For more information about creating a role on an Amazon account, see Creating an IAM role (console).

On the Studio account

On the account where Studio or Studio Classic is deployed, also referred to as the trusted account, update the SageMaker execution role accessing your cluster with the required permissions to access resources in the trusting account.

Note

What execution role should you consider?

The Studio UI determines its permissions from the execution role associated with the user profile that launched it. The UI sets these permissions at the time of launch. However, the spaces that launch JupyterLab or Studio Classic applications can have separate permissions.

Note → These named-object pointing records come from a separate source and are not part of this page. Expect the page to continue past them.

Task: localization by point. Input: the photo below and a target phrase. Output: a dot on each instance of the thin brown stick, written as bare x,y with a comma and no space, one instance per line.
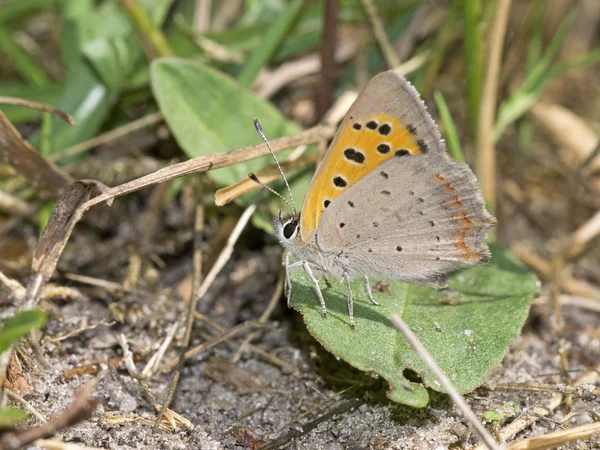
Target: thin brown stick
267,175
288,72
324,93
28,406
457,399
39,106
547,387
81,409
304,429
391,58
195,165
534,414
192,304
263,318
558,438
277,362
109,136
486,159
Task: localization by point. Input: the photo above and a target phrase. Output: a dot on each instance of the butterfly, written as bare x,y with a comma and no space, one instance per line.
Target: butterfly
386,200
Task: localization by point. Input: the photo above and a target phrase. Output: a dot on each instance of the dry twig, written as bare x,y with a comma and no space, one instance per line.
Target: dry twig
486,159
81,409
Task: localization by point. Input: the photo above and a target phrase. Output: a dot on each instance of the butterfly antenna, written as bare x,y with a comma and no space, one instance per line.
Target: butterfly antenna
262,135
270,189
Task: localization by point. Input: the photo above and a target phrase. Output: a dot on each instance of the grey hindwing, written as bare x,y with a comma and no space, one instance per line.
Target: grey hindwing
412,218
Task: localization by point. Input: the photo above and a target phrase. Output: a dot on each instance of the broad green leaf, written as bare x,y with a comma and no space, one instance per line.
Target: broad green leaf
100,51
208,112
467,328
271,40
19,326
10,417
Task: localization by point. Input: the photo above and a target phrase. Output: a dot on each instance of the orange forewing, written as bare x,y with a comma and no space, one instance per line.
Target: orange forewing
343,165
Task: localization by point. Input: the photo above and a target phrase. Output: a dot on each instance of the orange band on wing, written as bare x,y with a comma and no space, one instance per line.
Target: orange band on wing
362,145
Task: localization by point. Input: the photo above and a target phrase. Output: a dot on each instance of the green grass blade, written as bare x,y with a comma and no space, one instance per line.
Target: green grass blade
25,65
449,127
273,37
537,73
473,59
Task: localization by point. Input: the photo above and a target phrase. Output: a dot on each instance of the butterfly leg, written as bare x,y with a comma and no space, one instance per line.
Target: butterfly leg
370,292
287,285
317,288
350,302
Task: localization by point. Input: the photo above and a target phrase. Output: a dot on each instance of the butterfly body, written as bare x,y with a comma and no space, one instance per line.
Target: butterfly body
387,201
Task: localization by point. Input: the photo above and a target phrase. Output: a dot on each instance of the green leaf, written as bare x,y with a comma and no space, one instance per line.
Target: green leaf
449,127
466,328
19,326
11,416
492,416
209,112
271,40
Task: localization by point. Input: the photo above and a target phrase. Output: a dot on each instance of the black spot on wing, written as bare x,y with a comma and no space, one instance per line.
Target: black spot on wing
383,148
354,155
340,182
385,129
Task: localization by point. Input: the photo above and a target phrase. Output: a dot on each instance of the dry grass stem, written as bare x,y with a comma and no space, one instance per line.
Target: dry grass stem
195,295
26,405
538,412
267,175
39,106
73,204
81,409
263,318
13,205
568,130
109,136
154,362
55,444
391,58
457,399
78,331
486,158
270,83
18,153
544,270
558,438
202,16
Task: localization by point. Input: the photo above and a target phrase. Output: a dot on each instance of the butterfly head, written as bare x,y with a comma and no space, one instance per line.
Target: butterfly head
286,228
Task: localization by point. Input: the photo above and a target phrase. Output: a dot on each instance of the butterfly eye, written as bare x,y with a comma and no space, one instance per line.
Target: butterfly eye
289,229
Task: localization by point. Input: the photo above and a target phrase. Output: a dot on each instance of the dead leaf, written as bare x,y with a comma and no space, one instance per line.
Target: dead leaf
224,371
18,153
57,231
569,131
246,437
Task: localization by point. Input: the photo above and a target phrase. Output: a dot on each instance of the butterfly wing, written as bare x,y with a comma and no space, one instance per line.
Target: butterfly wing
413,218
387,118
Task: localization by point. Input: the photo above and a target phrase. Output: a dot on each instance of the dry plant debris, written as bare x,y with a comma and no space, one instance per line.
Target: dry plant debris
168,310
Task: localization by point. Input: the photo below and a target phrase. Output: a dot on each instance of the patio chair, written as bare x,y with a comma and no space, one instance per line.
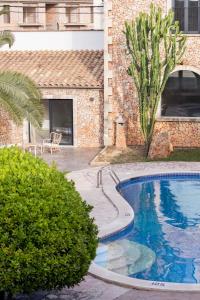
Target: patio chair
53,144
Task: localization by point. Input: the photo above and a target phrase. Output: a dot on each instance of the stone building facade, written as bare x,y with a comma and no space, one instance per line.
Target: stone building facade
71,83
43,15
120,93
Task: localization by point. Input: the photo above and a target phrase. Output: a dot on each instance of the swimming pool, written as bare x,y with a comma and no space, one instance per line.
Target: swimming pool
163,244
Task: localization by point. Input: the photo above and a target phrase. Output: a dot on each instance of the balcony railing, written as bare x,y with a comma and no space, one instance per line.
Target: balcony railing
189,18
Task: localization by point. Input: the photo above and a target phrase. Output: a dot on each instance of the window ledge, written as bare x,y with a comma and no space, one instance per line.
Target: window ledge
192,34
178,119
75,24
30,25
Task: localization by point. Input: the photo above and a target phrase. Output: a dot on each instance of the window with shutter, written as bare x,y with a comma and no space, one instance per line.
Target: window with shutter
29,15
187,12
6,16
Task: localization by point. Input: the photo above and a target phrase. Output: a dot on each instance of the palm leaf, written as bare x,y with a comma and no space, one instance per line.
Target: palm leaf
6,37
21,98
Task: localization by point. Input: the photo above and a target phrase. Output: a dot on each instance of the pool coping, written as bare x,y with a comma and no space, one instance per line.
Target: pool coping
124,219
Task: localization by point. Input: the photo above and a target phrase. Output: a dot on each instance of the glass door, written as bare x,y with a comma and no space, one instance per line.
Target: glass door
61,119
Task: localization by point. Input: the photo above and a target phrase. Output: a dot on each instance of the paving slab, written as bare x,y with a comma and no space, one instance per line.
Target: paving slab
106,213
71,159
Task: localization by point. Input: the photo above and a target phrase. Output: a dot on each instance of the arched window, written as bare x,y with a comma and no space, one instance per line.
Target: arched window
181,96
187,12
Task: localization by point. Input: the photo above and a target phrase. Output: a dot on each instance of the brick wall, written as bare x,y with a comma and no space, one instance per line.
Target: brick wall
123,97
88,117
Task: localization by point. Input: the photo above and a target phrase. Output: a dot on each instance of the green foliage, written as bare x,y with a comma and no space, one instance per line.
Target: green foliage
155,45
46,235
19,95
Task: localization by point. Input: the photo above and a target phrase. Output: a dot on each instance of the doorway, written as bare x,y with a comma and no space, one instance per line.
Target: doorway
51,17
61,119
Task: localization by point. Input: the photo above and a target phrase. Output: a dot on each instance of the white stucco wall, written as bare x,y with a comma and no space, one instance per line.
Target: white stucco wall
55,40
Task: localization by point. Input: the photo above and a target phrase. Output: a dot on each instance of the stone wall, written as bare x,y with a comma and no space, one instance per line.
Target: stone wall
87,118
182,133
9,132
123,97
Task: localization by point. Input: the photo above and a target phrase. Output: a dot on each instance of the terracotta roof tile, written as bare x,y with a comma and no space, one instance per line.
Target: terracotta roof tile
70,69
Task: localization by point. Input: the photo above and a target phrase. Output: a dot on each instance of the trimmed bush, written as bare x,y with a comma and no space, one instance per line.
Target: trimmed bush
47,239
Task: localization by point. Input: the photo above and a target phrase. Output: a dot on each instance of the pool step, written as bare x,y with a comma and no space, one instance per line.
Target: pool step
125,257
110,252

For consistent access to Amazon EMR templates and clusters across applications (such as the Studio UI, JupyterLab, and Studio Classic), grant the same subset of permissions to all roles at the domain, user profile, or space level. The permissions should allow discovering and provisioning Amazon EMR clusters.

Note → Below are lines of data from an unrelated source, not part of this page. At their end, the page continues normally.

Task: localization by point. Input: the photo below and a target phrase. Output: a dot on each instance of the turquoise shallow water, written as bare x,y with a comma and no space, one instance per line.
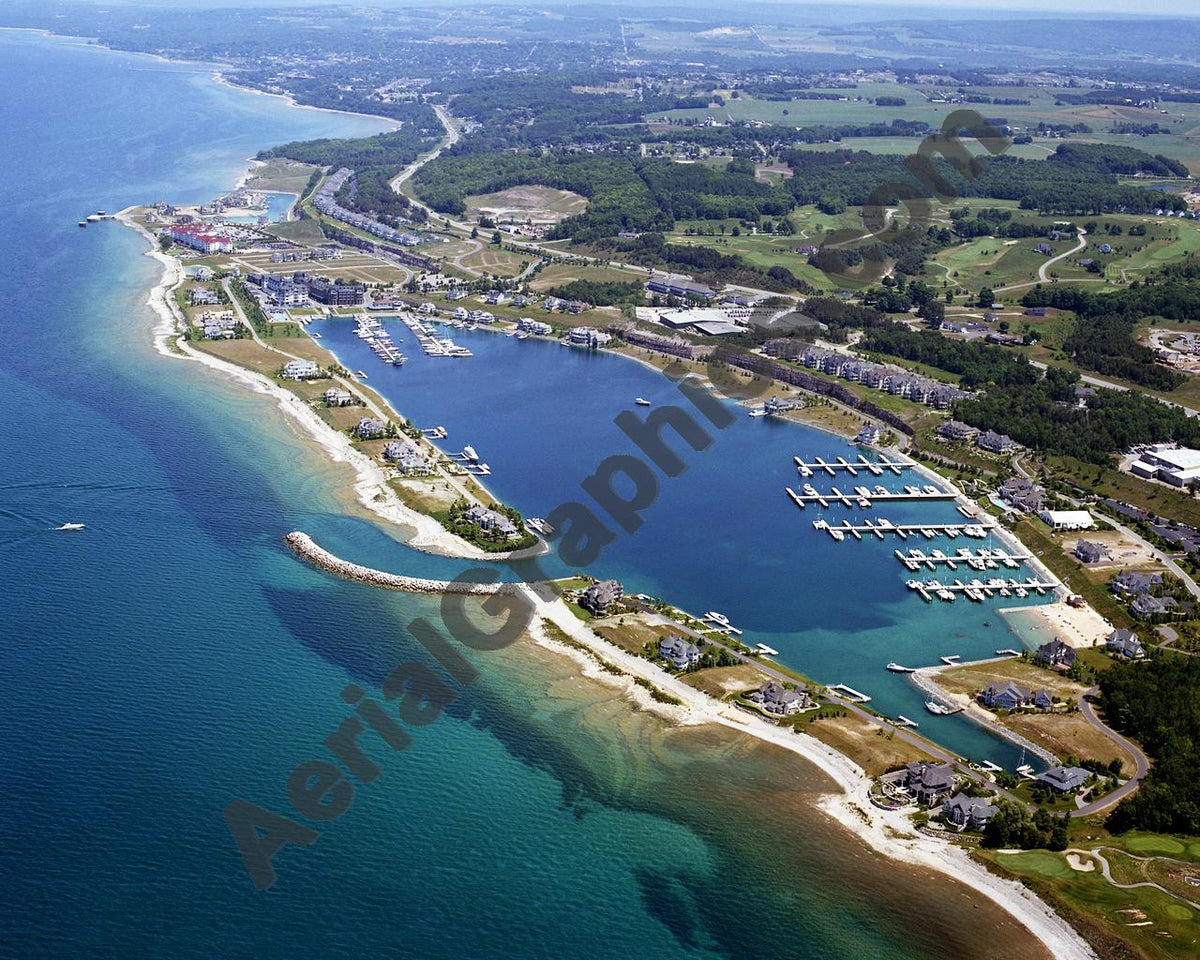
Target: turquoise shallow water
720,535
174,655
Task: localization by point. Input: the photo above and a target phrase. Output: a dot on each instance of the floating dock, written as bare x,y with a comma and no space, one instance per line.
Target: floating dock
865,497
982,559
904,531
876,467
850,693
978,589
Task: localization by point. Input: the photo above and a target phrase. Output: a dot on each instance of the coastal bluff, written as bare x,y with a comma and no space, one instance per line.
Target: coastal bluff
311,551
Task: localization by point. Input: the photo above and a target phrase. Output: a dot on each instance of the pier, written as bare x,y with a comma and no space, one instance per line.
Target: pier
850,693
979,589
433,346
982,559
865,496
880,528
875,467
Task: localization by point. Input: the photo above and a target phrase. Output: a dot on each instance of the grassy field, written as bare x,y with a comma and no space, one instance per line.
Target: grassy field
1037,537
972,678
557,274
532,204
282,175
1152,923
497,262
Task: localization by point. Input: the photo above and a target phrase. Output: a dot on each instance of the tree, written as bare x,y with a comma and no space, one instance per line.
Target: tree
933,313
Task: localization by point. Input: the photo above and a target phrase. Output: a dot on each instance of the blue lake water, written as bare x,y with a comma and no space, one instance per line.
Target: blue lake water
723,534
174,655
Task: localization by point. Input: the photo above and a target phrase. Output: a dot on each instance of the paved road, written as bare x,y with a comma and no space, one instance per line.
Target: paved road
1045,267
1141,763
1108,874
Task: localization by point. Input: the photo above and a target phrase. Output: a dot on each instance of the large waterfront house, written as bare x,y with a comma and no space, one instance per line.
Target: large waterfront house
1125,643
336,294
201,237
996,443
339,397
600,597
1056,654
1062,779
972,813
300,370
1090,551
407,457
929,783
1067,520
955,430
588,336
678,652
491,521
370,429
774,697
1007,696
1134,583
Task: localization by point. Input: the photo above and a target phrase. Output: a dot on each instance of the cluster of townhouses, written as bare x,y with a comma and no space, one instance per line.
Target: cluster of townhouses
297,289
588,336
201,237
407,457
329,207
880,377
539,328
681,288
989,441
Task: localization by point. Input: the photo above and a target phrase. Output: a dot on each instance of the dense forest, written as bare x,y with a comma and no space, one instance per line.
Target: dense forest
1075,179
1103,337
977,364
1044,415
1158,705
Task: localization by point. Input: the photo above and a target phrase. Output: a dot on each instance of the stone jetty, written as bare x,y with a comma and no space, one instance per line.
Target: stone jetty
323,559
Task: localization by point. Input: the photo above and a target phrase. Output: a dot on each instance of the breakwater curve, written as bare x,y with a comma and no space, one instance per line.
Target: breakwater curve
316,555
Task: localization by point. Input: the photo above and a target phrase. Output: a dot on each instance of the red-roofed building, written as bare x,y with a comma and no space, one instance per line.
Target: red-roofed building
202,238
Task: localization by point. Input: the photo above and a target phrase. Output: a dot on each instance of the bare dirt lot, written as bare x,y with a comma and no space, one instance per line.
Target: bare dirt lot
534,204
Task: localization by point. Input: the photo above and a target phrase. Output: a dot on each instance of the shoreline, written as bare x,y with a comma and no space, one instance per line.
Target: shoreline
888,833
370,485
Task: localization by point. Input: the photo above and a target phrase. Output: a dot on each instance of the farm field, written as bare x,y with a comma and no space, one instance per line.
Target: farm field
497,262
557,274
1182,120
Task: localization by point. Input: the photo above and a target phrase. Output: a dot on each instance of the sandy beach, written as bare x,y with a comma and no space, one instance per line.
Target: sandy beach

  1. Find the execution role of your domain, user profile, or space. For information on how to retrieve the execution role, see Get your execution role.

  2. Open the IAM console at https://console.amazonaws.cn/sagemaker/.

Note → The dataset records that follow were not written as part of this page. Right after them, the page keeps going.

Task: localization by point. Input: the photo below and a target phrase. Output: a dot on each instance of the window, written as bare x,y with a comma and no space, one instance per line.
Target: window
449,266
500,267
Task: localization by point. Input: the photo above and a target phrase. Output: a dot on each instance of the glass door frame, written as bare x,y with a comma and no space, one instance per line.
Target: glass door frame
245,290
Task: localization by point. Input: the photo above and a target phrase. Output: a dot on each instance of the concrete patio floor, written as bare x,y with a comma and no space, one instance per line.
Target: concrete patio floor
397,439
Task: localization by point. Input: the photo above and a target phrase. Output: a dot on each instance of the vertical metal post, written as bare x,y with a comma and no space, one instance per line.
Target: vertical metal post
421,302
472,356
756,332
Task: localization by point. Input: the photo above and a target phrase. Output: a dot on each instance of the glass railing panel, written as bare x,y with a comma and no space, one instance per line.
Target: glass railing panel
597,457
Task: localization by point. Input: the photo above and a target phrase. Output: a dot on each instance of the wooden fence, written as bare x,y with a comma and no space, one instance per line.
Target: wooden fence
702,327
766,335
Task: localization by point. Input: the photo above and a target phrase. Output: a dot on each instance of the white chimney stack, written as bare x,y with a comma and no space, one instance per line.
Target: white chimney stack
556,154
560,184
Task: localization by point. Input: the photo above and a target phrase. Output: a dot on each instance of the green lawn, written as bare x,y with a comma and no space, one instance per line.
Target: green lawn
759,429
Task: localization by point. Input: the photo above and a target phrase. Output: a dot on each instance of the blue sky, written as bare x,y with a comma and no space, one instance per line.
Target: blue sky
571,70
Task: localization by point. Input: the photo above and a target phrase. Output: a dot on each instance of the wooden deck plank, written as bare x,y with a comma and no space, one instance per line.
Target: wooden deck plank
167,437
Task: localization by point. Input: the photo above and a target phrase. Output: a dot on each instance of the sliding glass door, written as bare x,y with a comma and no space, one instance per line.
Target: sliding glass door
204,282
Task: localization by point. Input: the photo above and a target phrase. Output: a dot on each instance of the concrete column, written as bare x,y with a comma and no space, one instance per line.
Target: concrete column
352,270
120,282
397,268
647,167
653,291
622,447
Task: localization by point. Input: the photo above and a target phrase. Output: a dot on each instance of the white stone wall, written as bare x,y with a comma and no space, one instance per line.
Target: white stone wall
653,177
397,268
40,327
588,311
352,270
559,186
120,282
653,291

  3. Choose Roles and then search for the role you created by typing in your role name in the Search field.

  4. Follow the link to your role.

  5. Choose Add permissions and then Create inline policy.

  6. In the JSON tab, add the following JSON policy with the permissions:

    • AllowEMRTemplateDiscovery allows searching for Amazon EMR templates in the Service Catalog. Studio Classic uses this to show available templates.

    • AllowSagemakerProjectManagement allows creating and deleting . In SageMaker, access to the Amazon Service Catalog is managed through Automate MLOps with SageMaker Projects.

    The IAM policy defined in the provided JSON grants those permissions. Replace studio-region and studio-account with your actual region and Amazon account ID values before copying the list of statements to your policy.

    {
  "Version": "2012-10-17",
  "Statement": [
      {
           "Sid": "AllowEMRTemplateDiscovery",
           "Effect": "Allow",
           "Action": [
             "servicecatalog:SearchProducts"
           ],
           "Resource": "*"
       },
       {
           "Sid": "AllowSagemakerProjectManagement",
           "Effect": "Allow",
           "Action": [
               "sagemaker:CreateProject",
               "sagemaker:DeleteProject"
           ],
           "Resource": "arn:aws:sagemaker:studio-region:studio-account:project/*"
       }
    ]
}

  7. Choose Next and then provide a Policy name.

  8. Choose Create policy.

  9. Repeat the step to add another inline policy to the Studio execution role. The policy should allow cross-account role assumption for discovering resources in another account.

    On your execution role detail page, choose Add permissions and then Create inline policy.

  10. In the JSON tab, add the following JSON policy. Update the emr-account with the account ID of the Amazon EMR account.

    {
  "Version": "2012-10-17",
  "Statement": [
  { 
            "Sid": "AllowRoleAssumptionForCrossAccountDiscovery", 
            "Effect": "Allow", 
            "Action": "sts:AssumeRole", 
            "Resource":  ["arn:aws:iam::emr-account:role/ASSUMABLE-ROLE" ]
  }]
  }

  11. Choose Next, provide a Policy name, and then choose Create policy.

  12. To allow listing Amazon EMR clusters deployed in the same account as Studio, add an additional inline policy to your Studio execution role as defined in the Single account tab of Configure listing Amazon EMR clusters.

Pass the role's ARN at the Jupyter server launch

Last, see Additional configuration for cross-account access to learn about how to provide the ARN of the ASSUMABLE-ROLE to your Studio execution role. The ARN is loaded by the Jupyter server at launch. The execution role used by Studio assumes that cross-account role to discover and connect to Amazon EMR clusters in the trusting account.